Elisha grinned. His mouth looked like somebody had staked a claim on it: Half his teeth were gold. The other half were missing. He took a step in my direction and aimed his size 14 foot at my face. I threw my arms up, but he stopped in mid-kick, lowered the foot, and laughed. I was plenty relieved. If his kick was half as bad as his laugh, it would be plenty vicious.

The big guy looked at me a moment longer, then, gun still in hand, followed Wilma out. The door slammed behind them, and I heard footsteps pounding down the wooden hall.

I waited till I figured Whit had had enough time to close the elevator door behind them. I was still hurting—it felt like I would hurt for a month—but I raised myself slowly, taking breaths as deep as my belly would comfortably allow. I checked for broken bones. There weren't any. I stood up. Cautiously. I touched my face; there wasn't much blood, and what was there was almost dry. I had plenty of blood; I could do without those few drops. What I couldn't do was understand: who they were, how they knew about the package, why they wanted it. Somehow, Dan Scott had to be behind the invasion; I didn't know how, but I
would
find out.

I went to the desk, picked up my cup, and took a swallow of coffee. It was tepid, but it helped ease the tightness in my throat and stomach.

I walked gingerly to the cabinet Elisha had forced open, knelt down, and reached into the very back of the empty bottom drawer, in the concave ridge behind the file slide I'd moved last night, just before I left. I smiled. Ah, the magic of cellophane tape.
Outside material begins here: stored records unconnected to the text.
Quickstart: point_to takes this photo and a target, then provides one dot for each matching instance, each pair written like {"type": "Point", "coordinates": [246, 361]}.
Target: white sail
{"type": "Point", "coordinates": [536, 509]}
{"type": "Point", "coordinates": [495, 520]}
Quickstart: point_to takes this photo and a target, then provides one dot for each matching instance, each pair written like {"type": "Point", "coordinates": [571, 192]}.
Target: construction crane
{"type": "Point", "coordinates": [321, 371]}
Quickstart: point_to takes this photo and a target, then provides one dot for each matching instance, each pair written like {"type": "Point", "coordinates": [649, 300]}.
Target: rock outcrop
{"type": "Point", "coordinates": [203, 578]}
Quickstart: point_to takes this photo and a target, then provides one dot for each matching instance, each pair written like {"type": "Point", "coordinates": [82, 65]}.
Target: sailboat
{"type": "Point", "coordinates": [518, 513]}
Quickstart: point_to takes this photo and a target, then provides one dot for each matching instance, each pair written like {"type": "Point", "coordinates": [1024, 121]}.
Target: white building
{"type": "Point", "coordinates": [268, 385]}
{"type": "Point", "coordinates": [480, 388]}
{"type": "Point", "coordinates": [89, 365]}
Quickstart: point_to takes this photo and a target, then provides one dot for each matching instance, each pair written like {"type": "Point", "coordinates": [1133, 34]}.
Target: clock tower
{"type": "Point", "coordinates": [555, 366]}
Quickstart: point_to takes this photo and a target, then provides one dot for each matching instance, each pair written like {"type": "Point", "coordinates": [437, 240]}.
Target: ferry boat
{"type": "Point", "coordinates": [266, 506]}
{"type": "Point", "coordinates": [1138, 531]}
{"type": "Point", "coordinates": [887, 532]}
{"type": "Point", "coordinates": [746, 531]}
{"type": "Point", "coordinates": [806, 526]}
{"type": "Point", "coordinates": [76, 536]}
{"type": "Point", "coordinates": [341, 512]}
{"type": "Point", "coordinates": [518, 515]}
Moving slowly, I picked up my gun, the .38 Colt—most people favored automatics these days, but I liked, and trusted, the old-fashioned kind—and started on the rest.

I glanced into the waiting area: It looked like a quake had hit. Well, I'd deal with that later. I grabbed an empty box and began to fill it with the residue of Wilma and Elisha's spree that was strewn across my office.

I'd filled one box, and the second was still half empty when I heard the footsteps clicking in the hallway. The shadow of a figure was moving briskly toward the outer door. It was embracing something large. I was in no mood for another visitor, much less one carrying a surprise. I took out my gun and stood by the door to my office. I was hidden, but I could see anyone who came through the frosted glass. The footsteps stopped. I cocked the hammer. The figure adjusted its burden. I waited. The door opened. I raised the gun.

Arms filled, Gloria walked in. “I'm back, Mr. Grahame,” she called cheerfully. “Guess what I've—” She saw the mess and gasped. “Oh, my, what—Mr. Grahame! Where are you? Are you all right?”

I breathed a small sigh of relief and lowered my Colt. “I'm fine, Gloria,” I said, and stepped into the waiting room.

She dropped the package and her purse on her desk. “What . . . ?” she began. Her voice trailed off. She gestured around the disarray.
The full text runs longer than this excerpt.